The goodday departures 〜 旅立ち日和 〜
カーテンが揺れて、少しだけ冷えた夜風が顔に当たる。
四角く切り取られた夜空には円になれない月が浮かんでいる。
例えば、今日が満月だったら、何かが変わっていただろうか。
自分の思う通りに事が進めば、理想には近づくのだろう。
けれど、そんな想定通りに物事が進行する事なんて、世の中にそうある訳ではなく、何かしらの不都合を抱えながら、皆明日に向かって歩んでいる。
昨日までの理想が、今日いきなり変わる事だってある。
私は、私達はまだ何者でもない乙女なのだから。
理由付けをして、沸き上がる思いにラベルを貼ってみる。
それを棚に飾ってみたところで、それ自体がある以上、それは私の一部。
一部であるからには、やはり認めなくてはならないのだと自覚する。
きっと、見て見ぬ振りをすれば後悔する。
私の三年間は、三年間しかないのだから。
窓際から離れ、明日香を起こさないように部屋を出る事にした。
私は何かしらの切り替えを欲す。
水でも飲んでみるかと思った。
そうして、ドアノブに手をかけた時。
「アンちゃん?」思いの外まともな声を明日香は出した。
「起こしちゃった?」ドアノブに手をかけたまま振り向いた。
「なんかね、寝れなくて」
「そっか」私は少し考える。
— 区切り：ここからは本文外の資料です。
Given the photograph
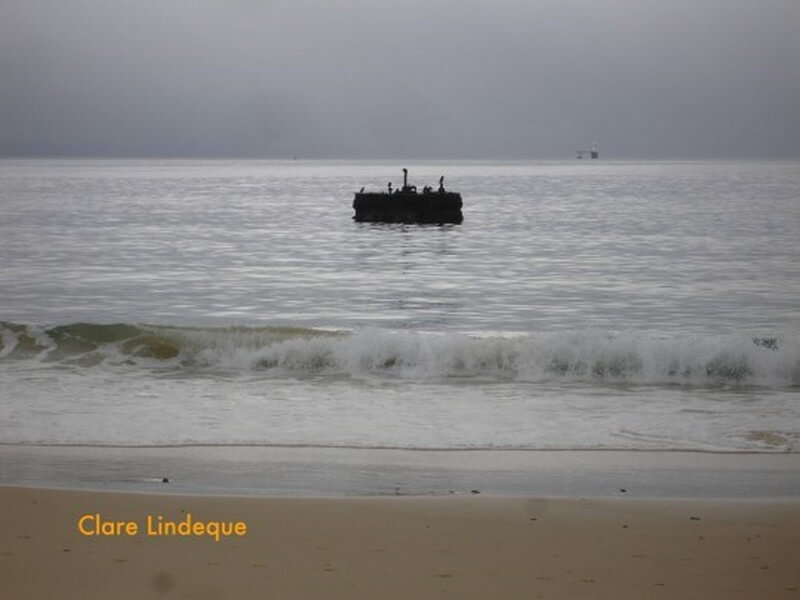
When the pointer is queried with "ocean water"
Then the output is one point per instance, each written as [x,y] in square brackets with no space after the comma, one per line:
[580,305]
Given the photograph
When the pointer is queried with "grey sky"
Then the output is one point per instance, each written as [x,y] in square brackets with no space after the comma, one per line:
[391,79]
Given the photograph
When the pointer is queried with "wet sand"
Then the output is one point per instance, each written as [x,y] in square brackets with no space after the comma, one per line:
[467,546]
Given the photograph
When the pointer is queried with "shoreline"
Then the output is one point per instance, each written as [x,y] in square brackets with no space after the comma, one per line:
[419,547]
[324,472]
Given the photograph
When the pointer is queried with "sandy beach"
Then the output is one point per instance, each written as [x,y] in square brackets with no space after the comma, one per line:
[458,547]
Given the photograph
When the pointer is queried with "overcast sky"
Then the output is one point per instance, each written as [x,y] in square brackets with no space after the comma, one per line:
[400,79]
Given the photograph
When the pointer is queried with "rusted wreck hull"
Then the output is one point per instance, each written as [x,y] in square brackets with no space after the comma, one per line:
[408,207]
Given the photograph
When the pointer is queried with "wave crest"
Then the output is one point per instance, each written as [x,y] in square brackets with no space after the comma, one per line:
[587,356]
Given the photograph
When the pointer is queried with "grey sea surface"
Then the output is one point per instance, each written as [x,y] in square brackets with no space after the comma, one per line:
[580,305]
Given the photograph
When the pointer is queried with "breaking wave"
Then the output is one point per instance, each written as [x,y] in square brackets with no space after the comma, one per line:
[586,356]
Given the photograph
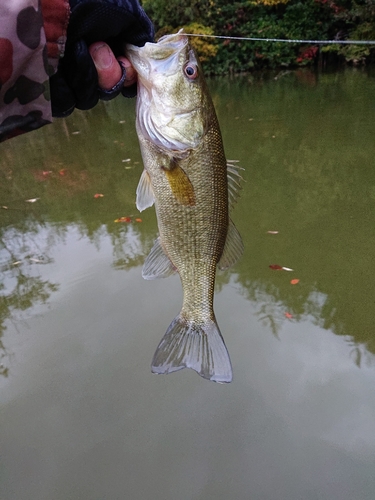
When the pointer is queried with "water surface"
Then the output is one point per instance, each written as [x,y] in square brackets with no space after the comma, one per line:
[82,417]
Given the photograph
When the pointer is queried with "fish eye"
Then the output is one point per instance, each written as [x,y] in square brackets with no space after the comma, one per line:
[191,71]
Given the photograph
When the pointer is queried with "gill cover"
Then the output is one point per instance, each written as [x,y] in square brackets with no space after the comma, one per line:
[169,103]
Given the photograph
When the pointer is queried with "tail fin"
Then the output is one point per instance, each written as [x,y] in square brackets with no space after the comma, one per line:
[190,345]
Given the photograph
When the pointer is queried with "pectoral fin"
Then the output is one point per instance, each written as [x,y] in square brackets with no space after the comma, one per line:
[145,194]
[157,263]
[233,248]
[180,185]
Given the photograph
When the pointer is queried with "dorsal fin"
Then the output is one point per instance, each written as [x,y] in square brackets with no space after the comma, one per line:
[235,180]
[145,194]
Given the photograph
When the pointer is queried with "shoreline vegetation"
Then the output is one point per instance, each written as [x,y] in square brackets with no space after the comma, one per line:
[282,19]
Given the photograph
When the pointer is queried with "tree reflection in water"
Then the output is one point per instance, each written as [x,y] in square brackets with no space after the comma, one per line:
[308,155]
「散歩にでも行く? 少し歩けば寝れるかも」
「……そうだね、そうしよっか」
そう言って明日香は身体を起こして、傍に畳んであったカーディガンを羽織った。
私は長袖のTシャツを着ていたので、そのままの格好で表に出た。
庭の砂利を踏む二人分のサンダルの音。
表の門を出て右側。
市街地の方に向かって緩やかな坂道を下った。
家の敷地の南端の小道に入り、少し進む。
裏庭の奥の小道とぶつかり、そこを左折して少し。
家族用の小さな菜園に出た。
そこの端はちょっとした崖になっていて見晴らしが良い。
眼下に広がる背の低い街並みを、円になれない月が照らしている。
「わあ、絶景絶景」明日香は両手を目の上にかざす「こんなとこあるなら、タマちゃんも綾ちゃんもこっちにいれば良かったのにね」
「香坂はおばあちゃんに会うのが、本来の目的だったみたいだしね。まあ、それもびっくりだったけどさ。まさか同じ町内とは……」
面倒くさがり、基、省エネ信仰と噂される綾が神奈川までやって来た理由は、父方の祖父母に会う為。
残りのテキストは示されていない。